Current Affairs Scandal-plagued Plzeň law faculty will have to close its doors
The scandal-plagued Plzeň faculty of law appears to have come to the end of the road. On Wednesday the Czech Accreditation Commission announced that the West-Bohemian law faculty’s undergraduate programme had failed to pass muster and its accreditation would not be extended past this autumn. On Thursday some 300 of the faculty’s 2,000 students gathered outside their school to protest against the decision and have appealed to Education Minister Josef Dobeš to intervene. However their chances of success are meager, since under Czech law the minister is not in a position to question the verdict of the accreditation commission. We spoke to its chairwoman prof. Vladimíra Dvořáková to find out what was behind the commission’s decision.

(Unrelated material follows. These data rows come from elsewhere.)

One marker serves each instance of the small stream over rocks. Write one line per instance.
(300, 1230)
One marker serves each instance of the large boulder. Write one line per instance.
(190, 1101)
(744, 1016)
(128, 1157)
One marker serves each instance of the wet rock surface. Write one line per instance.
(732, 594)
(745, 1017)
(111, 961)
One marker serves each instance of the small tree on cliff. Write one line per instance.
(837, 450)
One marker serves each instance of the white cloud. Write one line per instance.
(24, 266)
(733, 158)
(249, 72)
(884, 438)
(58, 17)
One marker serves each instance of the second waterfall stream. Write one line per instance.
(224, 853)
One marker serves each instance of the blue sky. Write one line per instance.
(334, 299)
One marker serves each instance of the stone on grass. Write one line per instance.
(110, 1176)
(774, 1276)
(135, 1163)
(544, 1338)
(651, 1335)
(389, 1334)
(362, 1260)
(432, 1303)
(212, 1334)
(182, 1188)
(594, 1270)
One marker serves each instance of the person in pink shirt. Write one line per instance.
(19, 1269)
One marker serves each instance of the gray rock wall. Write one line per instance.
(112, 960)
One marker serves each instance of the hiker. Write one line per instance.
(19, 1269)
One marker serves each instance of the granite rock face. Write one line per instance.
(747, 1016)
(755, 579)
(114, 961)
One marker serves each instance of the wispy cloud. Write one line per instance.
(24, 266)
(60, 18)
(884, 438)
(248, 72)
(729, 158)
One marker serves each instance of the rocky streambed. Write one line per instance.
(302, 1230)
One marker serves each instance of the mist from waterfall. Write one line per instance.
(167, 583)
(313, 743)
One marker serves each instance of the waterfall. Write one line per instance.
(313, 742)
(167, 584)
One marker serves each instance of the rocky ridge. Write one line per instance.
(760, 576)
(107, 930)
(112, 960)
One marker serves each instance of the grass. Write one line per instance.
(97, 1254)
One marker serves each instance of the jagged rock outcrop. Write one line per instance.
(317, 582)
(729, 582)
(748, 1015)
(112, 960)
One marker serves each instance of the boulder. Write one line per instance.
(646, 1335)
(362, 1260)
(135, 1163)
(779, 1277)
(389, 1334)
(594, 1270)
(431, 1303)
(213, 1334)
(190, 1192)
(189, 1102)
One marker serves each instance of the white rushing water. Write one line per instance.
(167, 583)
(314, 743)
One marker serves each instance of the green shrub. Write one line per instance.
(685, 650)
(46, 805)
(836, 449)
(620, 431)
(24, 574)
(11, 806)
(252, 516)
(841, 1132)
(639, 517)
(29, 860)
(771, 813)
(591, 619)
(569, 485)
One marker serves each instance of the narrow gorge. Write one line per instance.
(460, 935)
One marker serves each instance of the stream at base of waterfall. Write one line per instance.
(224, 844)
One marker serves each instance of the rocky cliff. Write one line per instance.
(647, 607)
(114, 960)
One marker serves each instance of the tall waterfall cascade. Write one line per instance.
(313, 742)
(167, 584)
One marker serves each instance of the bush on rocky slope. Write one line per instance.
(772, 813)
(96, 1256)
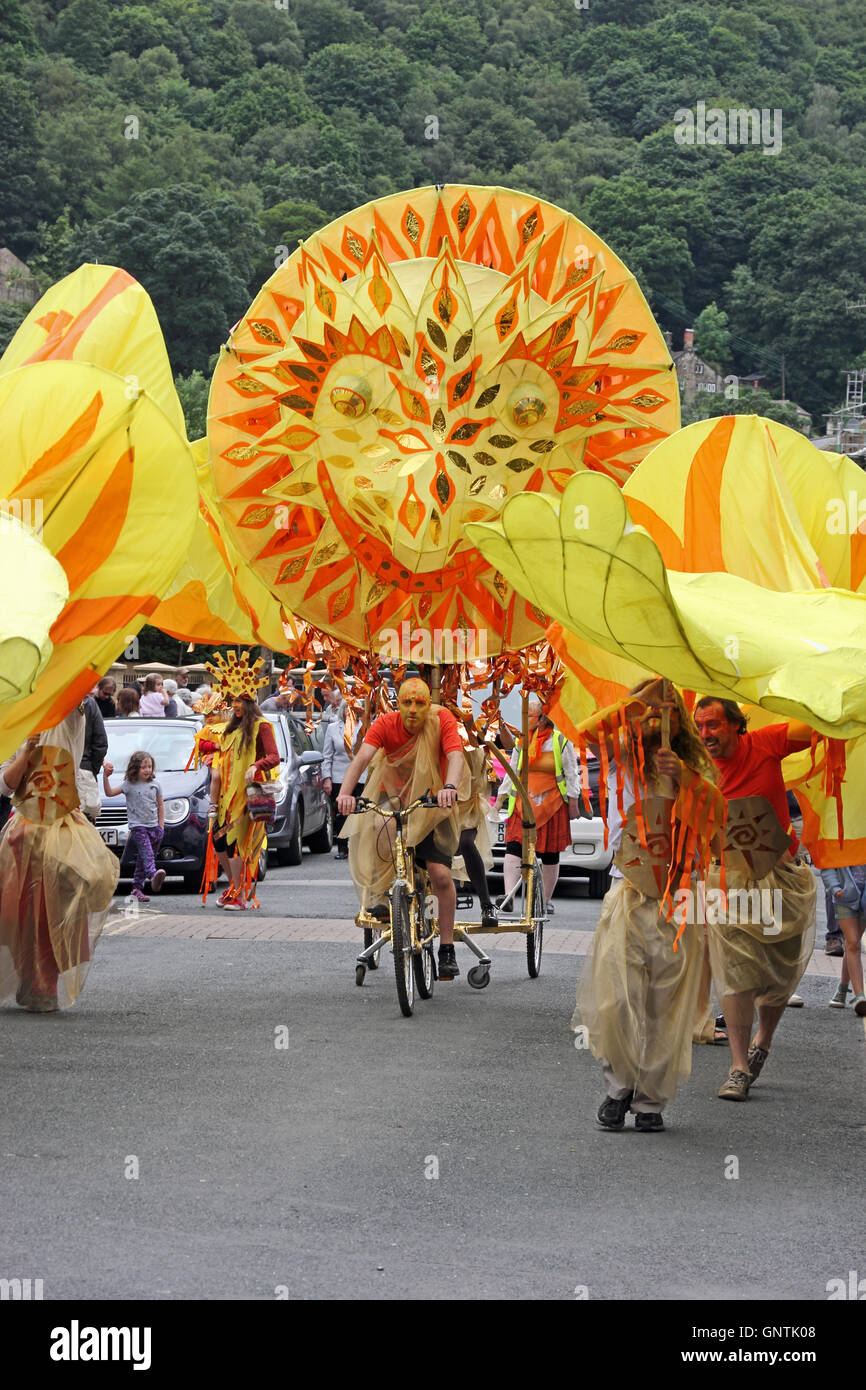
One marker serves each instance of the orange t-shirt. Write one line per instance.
(755, 770)
(388, 731)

“I have to say that after 2009 (when the school was hit by a scandal involving plagiarism and fast-track degrees) with the arrival of a new staff at the faculty it looked like there was a good chance the faculty could turn-around the situation and restart its activities. It is a great pity and I am very sorry to say that in the course of the last year or year and a half the situation was not consolidated. There were many internal conflicts that led to some leading personalities at the faculty leaving. There were attempts to get new professors, associate professors and experts but more-or-less we do not see a very strong perspective and ability of the faculty to re-start and reach a level that a masters programme would require.”
So apart from lacking qualified staff, I understand that they are not publishing enough, there are not many requests for grants and signs of academic activity. Is that right?
“Yes, those were some of the reasons cited. The personnel situation is not very good and the faculty is not very successful in getting external financing – grants – for its projects. So yes, that is part of the reason. Of course you find that here or there there is some professor who is very good, but the fact remains that for a whole year the faculty was not able to create a concept for change. When there was a lack of staff they would take someone on, but they had no vision, they did not think about the faculty’s future development or create a strategy which would bring in more scientific grants or projects. There was no clear idea how to develop the faculty and this is very important. That is why we decided as we did – and it was not an easy decision. But above all, it really seems to me that the faculty lost the ability to solve its problems. ”
So is this the end of the road for the faculty? What will happen to its students?
“I think it is the end of the road. We do not know what will happen in the future but the accreditation runs out at the end of October of this year. According to Czech law the university is obliged to find a solution for the students –so I suppose the rector and dean of the faculty will contact the other 3 faculties of law in the Czech Republic do discuss the conditions under which students could continue their studies at other faculties. And I would also appeal to the students of those other faculties to show some solidarity with these students who are really not to blame for what happened. They are victims of the fact that the Plzeň faculty proved unable to consolidate its situation.